LE PAROLE RITROVATE - Seminario nazionale di Sasso Marconi del 31-1-2015 (verbale di Renzo De Stefani)

Carissime & Carissimi

 

Come sapete Sabato 31 Gennaio ci siamo incontrati al consueto posto sulle colline bolognesi per fare il punto sugli argomenti sul tappeto.
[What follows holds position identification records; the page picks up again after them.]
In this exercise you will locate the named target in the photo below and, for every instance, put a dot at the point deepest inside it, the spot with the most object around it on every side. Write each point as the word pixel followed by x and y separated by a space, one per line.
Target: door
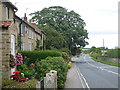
pixel 13 45
pixel 13 51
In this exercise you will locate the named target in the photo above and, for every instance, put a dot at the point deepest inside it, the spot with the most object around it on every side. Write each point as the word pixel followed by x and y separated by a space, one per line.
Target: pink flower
pixel 16 72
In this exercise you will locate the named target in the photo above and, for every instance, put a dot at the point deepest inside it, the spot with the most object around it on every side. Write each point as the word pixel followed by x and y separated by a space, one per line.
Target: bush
pixel 28 71
pixel 52 63
pixel 32 56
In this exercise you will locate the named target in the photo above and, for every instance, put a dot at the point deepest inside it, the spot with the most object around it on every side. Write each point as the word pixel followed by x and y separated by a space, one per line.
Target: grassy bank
pixel 15 84
pixel 106 62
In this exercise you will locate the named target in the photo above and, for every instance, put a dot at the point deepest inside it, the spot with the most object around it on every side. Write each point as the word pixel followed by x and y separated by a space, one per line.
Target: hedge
pixel 31 56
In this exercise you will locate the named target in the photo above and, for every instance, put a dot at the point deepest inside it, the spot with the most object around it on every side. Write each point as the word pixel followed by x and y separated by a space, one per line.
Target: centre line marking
pixel 100 67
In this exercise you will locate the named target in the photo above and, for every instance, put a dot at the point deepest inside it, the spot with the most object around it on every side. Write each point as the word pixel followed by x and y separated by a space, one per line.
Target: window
pixel 23 28
pixel 22 47
pixel 29 33
pixel 7 13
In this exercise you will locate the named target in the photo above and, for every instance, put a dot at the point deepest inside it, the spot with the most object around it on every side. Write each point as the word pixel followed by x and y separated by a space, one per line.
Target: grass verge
pixel 15 84
pixel 106 62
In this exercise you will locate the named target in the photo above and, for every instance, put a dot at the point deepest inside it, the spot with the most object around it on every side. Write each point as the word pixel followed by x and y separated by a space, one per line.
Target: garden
pixel 33 65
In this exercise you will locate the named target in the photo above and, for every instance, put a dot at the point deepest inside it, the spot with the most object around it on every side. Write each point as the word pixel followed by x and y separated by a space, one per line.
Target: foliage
pixel 52 63
pixel 114 53
pixel 32 56
pixel 69 65
pixel 67 23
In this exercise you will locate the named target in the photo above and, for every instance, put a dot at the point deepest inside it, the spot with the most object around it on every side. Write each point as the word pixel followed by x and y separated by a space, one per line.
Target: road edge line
pixel 81 75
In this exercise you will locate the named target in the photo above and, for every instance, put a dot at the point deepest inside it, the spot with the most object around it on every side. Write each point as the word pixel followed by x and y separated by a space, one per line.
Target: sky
pixel 100 16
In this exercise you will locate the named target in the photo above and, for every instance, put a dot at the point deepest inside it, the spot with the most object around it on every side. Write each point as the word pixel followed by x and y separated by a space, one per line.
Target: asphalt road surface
pixel 97 75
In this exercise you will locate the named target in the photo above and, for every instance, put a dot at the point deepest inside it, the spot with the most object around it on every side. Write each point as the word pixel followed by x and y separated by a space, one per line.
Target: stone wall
pixel 50 81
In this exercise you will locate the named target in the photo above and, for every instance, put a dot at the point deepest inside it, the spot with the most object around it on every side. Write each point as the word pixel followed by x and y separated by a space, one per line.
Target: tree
pixel 69 24
pixel 54 39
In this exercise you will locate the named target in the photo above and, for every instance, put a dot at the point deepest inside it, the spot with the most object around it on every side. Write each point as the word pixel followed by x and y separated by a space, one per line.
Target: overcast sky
pixel 100 16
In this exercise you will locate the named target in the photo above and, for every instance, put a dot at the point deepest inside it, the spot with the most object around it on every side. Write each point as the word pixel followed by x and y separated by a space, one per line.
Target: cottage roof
pixel 5 23
pixel 31 25
pixel 8 3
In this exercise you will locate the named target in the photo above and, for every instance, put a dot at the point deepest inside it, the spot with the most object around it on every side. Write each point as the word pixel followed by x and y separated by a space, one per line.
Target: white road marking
pixel 100 67
pixel 81 75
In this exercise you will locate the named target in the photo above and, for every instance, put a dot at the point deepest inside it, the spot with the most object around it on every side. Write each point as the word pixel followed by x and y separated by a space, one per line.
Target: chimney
pixel 25 17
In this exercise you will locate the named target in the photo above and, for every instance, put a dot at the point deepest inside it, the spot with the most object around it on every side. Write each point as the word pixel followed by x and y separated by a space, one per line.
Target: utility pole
pixel 103 44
Non eravamo particolarmente numerosi anche se c’erano comunque rappresentanti della maggior parte delle ‘nostre’ regioni: Friuli, Veneto, Trentino, Lombardia, Piemonte, Emilia-Romagna, Lazio, Campania. Si è aggiunta anche la Puglia che è una gradita new entry.
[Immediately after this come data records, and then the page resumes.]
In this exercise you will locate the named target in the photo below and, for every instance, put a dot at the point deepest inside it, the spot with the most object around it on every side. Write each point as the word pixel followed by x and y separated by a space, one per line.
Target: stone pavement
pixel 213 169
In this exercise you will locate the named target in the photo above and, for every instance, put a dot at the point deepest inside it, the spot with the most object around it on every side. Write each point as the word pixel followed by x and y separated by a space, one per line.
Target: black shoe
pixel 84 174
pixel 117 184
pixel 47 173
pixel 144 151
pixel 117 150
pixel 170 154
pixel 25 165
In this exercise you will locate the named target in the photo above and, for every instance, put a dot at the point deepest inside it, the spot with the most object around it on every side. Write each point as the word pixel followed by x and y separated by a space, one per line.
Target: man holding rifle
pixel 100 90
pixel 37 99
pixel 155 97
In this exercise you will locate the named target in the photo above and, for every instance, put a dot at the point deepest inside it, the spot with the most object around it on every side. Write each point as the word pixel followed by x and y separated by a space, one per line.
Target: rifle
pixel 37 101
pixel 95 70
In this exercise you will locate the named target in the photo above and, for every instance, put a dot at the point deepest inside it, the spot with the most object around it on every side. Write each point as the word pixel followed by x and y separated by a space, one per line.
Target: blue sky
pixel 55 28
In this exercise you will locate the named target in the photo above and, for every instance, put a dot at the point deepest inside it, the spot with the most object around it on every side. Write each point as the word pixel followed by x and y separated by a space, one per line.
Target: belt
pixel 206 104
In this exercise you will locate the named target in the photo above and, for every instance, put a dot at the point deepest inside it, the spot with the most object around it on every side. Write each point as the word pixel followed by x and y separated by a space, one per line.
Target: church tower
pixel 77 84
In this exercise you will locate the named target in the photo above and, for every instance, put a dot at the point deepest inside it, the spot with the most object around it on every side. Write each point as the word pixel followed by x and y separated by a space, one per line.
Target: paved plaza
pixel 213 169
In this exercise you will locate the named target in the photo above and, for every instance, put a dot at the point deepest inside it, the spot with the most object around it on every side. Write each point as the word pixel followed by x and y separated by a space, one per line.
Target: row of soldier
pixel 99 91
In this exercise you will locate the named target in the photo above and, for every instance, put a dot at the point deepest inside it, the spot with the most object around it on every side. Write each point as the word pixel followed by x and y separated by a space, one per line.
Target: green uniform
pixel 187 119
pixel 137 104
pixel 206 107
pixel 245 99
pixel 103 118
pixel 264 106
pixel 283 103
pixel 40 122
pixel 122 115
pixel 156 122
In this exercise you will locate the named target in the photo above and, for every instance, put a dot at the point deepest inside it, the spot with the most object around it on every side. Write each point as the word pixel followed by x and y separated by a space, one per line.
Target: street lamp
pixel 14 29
Nel corso della mattinata abbiamo parlato soprattutto di 2233. Ci siamo aggiornati su come stanno andando i vari incontri e sulla passione che Ezio Casati, il nostro mitico onorevole primo firmatario, ci sta mettendo.

Restano confermati alcuni incontri

Magenta, 20 febbraio, ore 17.00

Legnano, 20 febbraio, ore 20.30

Gubbio, 26 marzo ore 20.30

A cui si aggiungono

Castelli Romani, un venerdì di marzo, primo pomeriggio

Parma, 6 o 20 o 27 marzo 17.30 o 20.00

Foggia,  17 o 18 aprile, in coincidenza con un evento di Parole Ritrovate pugliesi!

Ercolano(NA) 14 maggio 

Modena, 22 maggio, dopo giornata ufologica (da confermare)
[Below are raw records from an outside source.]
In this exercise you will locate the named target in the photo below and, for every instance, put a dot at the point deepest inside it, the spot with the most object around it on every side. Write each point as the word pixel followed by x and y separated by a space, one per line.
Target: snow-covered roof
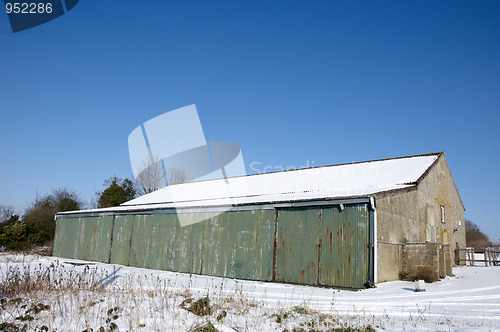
pixel 336 181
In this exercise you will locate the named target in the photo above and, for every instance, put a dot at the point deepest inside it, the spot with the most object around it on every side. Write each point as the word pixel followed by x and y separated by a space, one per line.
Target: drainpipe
pixel 375 243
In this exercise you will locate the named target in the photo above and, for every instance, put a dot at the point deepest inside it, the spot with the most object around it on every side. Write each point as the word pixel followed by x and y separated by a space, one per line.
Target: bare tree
pixel 150 177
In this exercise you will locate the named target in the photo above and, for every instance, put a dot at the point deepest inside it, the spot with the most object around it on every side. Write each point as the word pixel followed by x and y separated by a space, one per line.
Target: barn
pixel 349 225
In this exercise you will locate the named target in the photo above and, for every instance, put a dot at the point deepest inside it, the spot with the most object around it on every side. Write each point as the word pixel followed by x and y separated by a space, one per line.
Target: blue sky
pixel 292 82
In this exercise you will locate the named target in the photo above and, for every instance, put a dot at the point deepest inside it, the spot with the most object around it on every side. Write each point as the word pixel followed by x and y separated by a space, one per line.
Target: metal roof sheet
pixel 326 182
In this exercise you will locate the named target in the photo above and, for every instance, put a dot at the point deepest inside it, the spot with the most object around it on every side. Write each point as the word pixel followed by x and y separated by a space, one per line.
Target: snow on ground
pixel 149 300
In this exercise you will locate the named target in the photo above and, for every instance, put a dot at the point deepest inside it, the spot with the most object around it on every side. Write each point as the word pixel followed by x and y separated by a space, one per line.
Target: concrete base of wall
pixel 427 261
pixel 388 255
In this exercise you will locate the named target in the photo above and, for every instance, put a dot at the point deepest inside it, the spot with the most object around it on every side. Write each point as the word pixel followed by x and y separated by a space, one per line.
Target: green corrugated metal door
pixel 324 245
pixel 297 245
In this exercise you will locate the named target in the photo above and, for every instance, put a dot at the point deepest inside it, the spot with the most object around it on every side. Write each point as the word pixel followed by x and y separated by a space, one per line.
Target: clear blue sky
pixel 290 82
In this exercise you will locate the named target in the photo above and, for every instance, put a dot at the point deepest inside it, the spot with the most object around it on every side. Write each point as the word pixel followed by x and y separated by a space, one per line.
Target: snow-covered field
pixel 47 293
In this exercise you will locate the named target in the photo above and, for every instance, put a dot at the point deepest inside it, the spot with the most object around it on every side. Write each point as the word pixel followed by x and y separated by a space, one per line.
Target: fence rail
pixel 478 256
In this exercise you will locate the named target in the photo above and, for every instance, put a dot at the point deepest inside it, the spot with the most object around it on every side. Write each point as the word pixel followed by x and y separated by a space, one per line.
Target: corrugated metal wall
pixel 324 246
pixel 308 245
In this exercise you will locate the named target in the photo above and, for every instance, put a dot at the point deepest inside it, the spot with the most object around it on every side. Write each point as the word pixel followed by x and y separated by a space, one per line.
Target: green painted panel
pixel 83 238
pixel 122 236
pixel 237 244
pixel 315 245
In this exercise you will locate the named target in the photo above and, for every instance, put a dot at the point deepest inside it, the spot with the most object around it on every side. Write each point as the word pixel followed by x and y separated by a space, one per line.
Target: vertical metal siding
pixel 324 246
pixel 307 245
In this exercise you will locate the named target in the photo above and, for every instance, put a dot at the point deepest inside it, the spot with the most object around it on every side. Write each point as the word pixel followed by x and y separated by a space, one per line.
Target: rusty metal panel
pixel 121 240
pixel 324 246
pixel 345 250
pixel 239 244
pixel 236 244
pixel 66 237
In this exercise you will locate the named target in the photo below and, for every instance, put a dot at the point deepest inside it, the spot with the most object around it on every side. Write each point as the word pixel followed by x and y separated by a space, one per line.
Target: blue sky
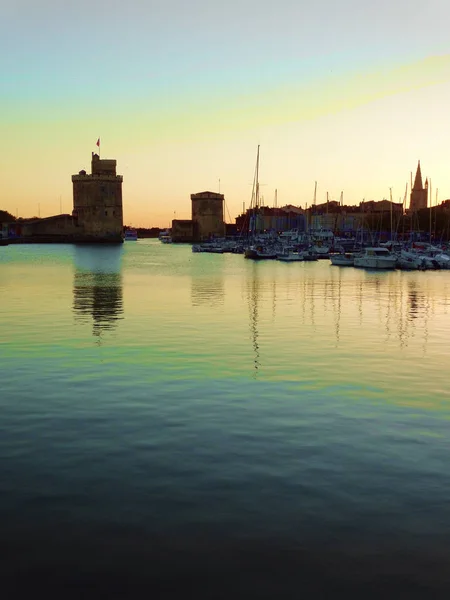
pixel 181 94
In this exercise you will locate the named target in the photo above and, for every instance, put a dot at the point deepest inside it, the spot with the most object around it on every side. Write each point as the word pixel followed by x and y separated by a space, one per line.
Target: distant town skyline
pixel 348 96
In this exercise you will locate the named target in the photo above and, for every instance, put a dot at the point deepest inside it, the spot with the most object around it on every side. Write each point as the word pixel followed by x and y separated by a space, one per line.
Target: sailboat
pixel 257 249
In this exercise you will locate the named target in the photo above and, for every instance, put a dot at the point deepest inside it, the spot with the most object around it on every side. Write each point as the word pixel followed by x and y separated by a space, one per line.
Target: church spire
pixel 418 180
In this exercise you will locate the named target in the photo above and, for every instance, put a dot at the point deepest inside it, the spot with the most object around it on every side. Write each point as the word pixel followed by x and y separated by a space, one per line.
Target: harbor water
pixel 191 423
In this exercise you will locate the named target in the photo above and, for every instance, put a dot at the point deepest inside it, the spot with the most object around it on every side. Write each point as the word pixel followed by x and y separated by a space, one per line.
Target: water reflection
pixel 253 307
pixel 97 288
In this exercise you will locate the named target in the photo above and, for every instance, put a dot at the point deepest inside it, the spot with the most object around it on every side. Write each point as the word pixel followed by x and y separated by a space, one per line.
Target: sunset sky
pixel 348 94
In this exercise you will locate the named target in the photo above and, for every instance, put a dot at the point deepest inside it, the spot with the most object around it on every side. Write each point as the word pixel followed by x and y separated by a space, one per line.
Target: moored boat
pixel 375 258
pixel 344 259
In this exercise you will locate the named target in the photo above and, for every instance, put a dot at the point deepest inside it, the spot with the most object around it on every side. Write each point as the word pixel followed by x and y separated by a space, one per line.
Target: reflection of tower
pixel 419 193
pixel 97 288
pixel 253 297
pixel 208 289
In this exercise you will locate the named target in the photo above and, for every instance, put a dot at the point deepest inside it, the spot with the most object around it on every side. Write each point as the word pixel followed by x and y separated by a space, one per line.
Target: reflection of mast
pixel 253 313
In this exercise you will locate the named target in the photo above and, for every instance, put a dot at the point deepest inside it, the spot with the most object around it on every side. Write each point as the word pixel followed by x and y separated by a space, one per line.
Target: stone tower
pixel 419 193
pixel 207 215
pixel 97 201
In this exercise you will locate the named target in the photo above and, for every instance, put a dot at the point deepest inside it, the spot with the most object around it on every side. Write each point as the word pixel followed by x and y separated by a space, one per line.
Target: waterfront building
pixel 97 200
pixel 419 193
pixel 207 215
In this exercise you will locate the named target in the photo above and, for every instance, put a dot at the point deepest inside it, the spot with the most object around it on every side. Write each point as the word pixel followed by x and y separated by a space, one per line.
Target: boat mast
pixel 390 192
pixel 431 198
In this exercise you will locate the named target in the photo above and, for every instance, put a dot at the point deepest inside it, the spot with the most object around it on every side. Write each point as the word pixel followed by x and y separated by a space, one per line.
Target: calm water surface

Vicenza, 29 maggio meglio pomeriggio

Gli incontri maturati nella riunione di sabato andranno confrontati con le disponibilità di Ezio e poi partiremo con l’organizzazione.

Per la calendarizzazione in Commissione parlamentare non abbiamo news, ma siamo incrollabilmente ottimisti che prima o poi ci arriveremo!!!

Naturalmente se ci sono altre proposte di incontri  fatevi sentire!

 

In fine mattinata si è parlato anche di possibili contaminazioni con l’Europa e di altre iniziative che peraltro non appaiono ancora mature.

Si è anche definitivamente confermata la Giornata Ufologica che si terrà a Modena il 22 maggio. Entro un paio di settimane sarà pronto il depliant che cominceremo a far girare nelle varie mail. Intanto voi segnatevi il 22 maggio!!!

 

Nel pomeriggio ci siamo regalati un brain storming dove sono interventi praticamente tutti per offrire contributi sullo stato dell’arte del movimento, su progetti che si vorrebbero portare a compimento, su viaggi internazionali come momenti di rilancio di una dimensione anche pubblica del movimento. Naturalmente non sono mancati i richiami alla nostra genetica che è fatta pur sempre di incontri alla pari e di scambi di esperienza tra utenti, familiari, operatori e cittadini per costruire laboratori di fareassieme che in fondo sono i coordinamenti regionali laddove ci sono e funzionano.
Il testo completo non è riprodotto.